No, this video didn’t predict today’s coronavirus pandemic in 1956

AAP FactCheck December 18, 2020

The Statement

A black-and-white video – purportedly from 1956 – predicts a worldwide pandemic that erupts out of Asia in 2020.

The post, from a Facebook user in Fiji, features a video titled Avoiding The Future Plague, with a listed production date of February 29, 1956. A caption accompanying the video, which appears to be playing on a mobile phone, reads, “This video was made 64years (sic) ago – Take note to listen to the last 45 seconds on the video as well.”

The video begins with the narrator saying, “When you think of the future, you likely envision the remarkable technologies that you’ve seen in comic books and films.” The audio is accompanied by footage of flying cars and household robots among other imagery.

The video goes on to note that the future “isn’t without its darker sides”.

“Perhaps worst of all will be the emergence of a deadly and potentially devastating disease. Experts predict that by the year 2020, a new virus will rise, spreading from somewhere in Asia to the rest of the world,” the narrator says.

“A sickness which would have been contained in years past will quickly spread to all corners of the globe.”

The Facebook post includes the caption, “Very very interesting. The future is now they sayÔǪ”

At the time of writing, the post had been shared more than 195 times and viewed more than 15,000 times.

A Facebook post
 A video shared by a Facebook user is supposedly from 1956 and it predicts a pandemic in 2020. 

The Analysis

Nostradamus need not worry about the rise of rival prognosticators – the video included in the post is a satirical YouTube creation that was uploaded in the early days of the COVID-19 pandemic.

The Facebook post only shows half of the original four-minute video, which was uploaded to YouTube on March 1, 2020 by user “RamsesThePigeon”.

In the description on the video, “Ramses,” who is actually writer and satirist Max Patrick Schlienger, writes: “It’s hilarious to look back on what people from the 1950s thought the future would be like.” He said it drew on public domain video footage acquired from

For example, the footage seen in the video at 19 seconds of a “house-cleaning robot” is from a 1940 educational film called, Leave It To Roll-Oh.

AAP FactCheck contacted Schlienger, who acknowledged that the video was satirical.

“I created the piece in question.

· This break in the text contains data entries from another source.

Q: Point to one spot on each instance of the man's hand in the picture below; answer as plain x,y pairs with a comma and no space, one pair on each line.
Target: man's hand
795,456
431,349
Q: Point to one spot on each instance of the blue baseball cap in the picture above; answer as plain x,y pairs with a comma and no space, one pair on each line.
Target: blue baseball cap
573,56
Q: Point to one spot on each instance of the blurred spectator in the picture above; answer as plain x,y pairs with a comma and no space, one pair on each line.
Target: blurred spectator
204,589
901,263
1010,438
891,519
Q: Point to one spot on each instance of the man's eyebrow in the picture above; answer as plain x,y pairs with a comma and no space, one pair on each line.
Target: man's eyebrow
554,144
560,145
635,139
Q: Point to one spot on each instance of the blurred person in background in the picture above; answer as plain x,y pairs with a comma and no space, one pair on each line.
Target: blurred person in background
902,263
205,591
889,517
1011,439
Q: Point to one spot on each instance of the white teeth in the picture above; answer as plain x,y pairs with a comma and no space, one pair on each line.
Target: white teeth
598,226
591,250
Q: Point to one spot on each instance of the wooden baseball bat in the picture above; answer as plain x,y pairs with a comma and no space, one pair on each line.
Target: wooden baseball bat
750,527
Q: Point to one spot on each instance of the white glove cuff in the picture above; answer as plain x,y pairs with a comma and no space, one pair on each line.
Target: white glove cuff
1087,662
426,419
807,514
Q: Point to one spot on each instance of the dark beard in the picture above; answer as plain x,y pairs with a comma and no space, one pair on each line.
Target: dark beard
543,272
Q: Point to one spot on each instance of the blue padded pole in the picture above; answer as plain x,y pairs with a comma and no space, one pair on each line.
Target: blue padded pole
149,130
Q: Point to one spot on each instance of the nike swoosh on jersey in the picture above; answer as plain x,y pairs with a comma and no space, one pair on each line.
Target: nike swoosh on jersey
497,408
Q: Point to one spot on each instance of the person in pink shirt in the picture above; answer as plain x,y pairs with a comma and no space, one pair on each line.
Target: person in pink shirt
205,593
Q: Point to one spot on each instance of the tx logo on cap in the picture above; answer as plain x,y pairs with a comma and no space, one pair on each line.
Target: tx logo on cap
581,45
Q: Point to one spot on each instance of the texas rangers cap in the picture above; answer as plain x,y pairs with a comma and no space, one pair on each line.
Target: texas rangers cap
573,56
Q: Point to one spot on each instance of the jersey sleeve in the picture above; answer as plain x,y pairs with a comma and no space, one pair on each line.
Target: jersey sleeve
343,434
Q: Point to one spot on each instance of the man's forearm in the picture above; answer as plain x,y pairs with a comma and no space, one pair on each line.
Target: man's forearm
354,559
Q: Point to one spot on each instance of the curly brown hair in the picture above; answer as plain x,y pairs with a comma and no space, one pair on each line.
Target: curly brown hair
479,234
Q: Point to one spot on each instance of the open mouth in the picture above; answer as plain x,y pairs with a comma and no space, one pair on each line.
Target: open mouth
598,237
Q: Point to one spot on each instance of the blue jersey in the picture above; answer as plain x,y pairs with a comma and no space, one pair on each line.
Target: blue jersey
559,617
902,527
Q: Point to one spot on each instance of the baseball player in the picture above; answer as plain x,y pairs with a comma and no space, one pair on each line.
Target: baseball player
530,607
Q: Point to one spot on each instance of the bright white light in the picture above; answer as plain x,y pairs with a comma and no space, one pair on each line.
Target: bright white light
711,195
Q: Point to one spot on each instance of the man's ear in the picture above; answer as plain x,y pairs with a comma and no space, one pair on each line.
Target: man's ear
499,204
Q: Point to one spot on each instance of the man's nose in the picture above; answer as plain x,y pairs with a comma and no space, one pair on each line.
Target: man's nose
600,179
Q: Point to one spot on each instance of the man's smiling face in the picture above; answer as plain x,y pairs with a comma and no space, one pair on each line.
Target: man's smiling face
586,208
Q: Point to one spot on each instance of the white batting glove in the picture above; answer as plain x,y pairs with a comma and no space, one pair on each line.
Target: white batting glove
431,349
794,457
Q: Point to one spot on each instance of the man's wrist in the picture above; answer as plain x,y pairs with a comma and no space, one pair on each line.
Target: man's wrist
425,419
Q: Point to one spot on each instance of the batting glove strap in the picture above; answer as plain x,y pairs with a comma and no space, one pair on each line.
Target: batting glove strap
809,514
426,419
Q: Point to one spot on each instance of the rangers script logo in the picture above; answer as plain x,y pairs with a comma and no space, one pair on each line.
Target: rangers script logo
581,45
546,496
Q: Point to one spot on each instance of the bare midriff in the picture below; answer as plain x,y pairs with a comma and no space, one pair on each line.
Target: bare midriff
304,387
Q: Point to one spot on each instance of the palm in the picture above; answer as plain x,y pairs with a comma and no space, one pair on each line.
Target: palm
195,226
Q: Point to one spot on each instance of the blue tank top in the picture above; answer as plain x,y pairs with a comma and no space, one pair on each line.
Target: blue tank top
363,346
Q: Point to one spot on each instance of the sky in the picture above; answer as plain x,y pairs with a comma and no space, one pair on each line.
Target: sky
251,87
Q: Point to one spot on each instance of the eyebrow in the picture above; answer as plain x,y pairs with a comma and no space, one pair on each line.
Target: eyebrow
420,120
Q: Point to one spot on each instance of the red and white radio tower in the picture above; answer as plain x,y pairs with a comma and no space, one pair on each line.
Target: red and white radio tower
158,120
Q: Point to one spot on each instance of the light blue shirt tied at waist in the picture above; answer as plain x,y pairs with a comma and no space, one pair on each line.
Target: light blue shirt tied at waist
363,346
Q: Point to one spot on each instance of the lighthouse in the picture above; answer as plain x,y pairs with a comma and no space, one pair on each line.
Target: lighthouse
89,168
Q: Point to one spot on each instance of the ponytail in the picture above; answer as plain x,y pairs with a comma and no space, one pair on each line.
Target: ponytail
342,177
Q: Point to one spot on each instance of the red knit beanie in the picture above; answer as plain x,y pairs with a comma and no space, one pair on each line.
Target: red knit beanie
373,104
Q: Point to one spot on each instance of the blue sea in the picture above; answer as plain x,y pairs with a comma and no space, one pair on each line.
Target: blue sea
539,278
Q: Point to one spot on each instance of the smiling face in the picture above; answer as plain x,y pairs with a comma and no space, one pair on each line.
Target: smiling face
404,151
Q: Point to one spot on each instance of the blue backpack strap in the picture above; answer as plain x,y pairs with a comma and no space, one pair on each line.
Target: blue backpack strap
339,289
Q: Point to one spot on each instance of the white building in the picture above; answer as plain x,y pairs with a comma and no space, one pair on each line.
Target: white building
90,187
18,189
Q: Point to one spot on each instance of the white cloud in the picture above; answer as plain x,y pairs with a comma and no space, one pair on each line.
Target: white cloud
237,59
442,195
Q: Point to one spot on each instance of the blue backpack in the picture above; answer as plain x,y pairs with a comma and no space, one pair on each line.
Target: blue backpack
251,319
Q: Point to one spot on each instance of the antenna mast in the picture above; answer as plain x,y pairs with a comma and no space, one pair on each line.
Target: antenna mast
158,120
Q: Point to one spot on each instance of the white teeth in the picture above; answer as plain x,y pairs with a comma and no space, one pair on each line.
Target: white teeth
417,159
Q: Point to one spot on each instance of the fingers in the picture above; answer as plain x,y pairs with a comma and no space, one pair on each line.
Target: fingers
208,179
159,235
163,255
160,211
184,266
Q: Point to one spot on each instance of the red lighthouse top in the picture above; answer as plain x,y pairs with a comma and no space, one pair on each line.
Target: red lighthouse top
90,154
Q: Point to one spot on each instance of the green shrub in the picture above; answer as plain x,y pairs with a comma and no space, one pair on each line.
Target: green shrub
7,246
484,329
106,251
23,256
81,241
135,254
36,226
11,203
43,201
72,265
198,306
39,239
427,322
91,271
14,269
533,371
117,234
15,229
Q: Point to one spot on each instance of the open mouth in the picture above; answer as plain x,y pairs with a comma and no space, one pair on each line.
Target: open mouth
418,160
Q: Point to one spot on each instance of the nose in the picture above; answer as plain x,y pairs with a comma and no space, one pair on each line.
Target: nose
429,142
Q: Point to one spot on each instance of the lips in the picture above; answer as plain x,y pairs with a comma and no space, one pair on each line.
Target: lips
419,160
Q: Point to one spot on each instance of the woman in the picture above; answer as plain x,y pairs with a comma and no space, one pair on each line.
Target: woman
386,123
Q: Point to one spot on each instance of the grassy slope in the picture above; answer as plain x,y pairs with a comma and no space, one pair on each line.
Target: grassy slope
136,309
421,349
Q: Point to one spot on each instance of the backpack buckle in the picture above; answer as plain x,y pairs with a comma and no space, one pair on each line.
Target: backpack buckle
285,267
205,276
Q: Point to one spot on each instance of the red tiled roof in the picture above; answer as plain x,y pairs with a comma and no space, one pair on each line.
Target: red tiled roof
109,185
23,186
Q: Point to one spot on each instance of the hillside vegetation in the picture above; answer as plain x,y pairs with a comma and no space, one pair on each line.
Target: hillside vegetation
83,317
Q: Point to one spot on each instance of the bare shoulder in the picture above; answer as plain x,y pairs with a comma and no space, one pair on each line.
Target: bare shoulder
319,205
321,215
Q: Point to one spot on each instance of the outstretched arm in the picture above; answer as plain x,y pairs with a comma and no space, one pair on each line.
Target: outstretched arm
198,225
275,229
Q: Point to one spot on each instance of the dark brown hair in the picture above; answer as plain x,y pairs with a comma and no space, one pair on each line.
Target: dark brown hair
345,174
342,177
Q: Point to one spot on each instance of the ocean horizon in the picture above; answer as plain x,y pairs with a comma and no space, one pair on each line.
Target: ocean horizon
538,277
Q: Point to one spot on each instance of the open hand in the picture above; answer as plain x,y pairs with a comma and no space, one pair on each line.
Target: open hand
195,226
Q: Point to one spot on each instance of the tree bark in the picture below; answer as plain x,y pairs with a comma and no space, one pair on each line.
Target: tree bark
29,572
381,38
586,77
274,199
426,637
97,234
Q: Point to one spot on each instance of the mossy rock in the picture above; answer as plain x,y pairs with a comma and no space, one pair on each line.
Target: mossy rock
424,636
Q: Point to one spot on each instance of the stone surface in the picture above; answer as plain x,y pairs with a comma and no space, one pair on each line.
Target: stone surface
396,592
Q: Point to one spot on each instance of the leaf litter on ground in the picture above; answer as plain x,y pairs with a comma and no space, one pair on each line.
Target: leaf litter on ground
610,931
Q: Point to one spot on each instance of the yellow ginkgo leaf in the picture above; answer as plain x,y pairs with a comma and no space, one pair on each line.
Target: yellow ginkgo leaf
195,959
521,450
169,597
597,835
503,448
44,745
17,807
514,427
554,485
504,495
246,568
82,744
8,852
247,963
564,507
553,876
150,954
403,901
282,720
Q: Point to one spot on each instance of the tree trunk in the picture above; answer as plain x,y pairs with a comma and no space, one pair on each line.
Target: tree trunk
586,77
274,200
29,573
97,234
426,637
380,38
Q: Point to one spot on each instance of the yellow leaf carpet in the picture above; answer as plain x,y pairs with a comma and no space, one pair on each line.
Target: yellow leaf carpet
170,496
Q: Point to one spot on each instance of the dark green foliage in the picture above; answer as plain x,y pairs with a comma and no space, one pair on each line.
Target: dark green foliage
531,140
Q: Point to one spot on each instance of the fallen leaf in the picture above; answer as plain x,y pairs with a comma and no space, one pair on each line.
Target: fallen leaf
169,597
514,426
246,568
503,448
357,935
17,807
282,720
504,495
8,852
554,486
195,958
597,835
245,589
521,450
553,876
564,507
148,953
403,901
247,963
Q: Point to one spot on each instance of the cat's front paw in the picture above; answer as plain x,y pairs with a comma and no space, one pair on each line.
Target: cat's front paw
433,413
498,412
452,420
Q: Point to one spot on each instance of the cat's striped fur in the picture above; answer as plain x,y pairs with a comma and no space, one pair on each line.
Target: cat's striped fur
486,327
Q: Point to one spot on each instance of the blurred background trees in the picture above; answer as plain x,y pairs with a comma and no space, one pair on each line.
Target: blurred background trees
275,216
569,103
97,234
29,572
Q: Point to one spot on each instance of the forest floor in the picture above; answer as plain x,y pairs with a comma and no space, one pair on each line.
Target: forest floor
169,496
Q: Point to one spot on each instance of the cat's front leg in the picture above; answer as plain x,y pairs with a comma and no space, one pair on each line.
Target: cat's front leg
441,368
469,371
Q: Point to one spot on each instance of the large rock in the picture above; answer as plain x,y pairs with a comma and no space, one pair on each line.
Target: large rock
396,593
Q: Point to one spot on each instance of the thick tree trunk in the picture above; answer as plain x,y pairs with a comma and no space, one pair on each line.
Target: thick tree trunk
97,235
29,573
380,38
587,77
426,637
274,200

The video itself is an amalgam of public-domain footage from commercials, movies, and PSAs, and the voiceover is my own work,” he said in an email.

Footage from the unedited YouTube video makes it even clearer it’s a parody with lines like “children would prefer to attempt the carefree murder of their playmates rather than lecture one another about covering their mouths when they cough”.

It also cuts to a vintage 1954 commercial for Doeskin dinner napkins and concludes with a joke ending, promising to deliver “the answer for how to avoid the deadly virus” which is then immediately followed by a title card saying “footage missing”.

Edited versions of the original video have been shared many times on Facebook – including here, here, here and here.

Schlienger hosted a question-and-answer session on Reddit about his video. He noted that his satire was being shared around the internet in misleading contexts.

“The piece was originally intended to lampoon the anti-science perspectives that were beginning to crop up at the start of this year … and the fact that my work is now being used to support those perspectives is disheartening,” he told AAP FactCheck.

Schlienger also offered this advice to viewers in his Reddit post: “As a final thought, remember to question the veracity of (and the motivations behind) what you see, hear, and read… because it might end up being a joke.”

The video has been previously debunked as satire here, here and here.

People wearing face masks in Sydney's CBD.
 People wearing face masks to protect against COVID-19 has become part of life during the pandemic. 

The Verdict

The post’s video is a satire that features archival footage to create an impression it was made in 1956 and delivered predictions for the future, including about the COVID-19 pandemic. The video’s creator, Max Patrick Schlienger, confirmed to AAP FactCheck the video was created as satire.

Satire ÔÇô The content uses irony, exaggeration, or absurdity for criticism or awareness, particularly in the context of political, religious, or social issues, but a reasonable user would not immediately understand it to be satirical.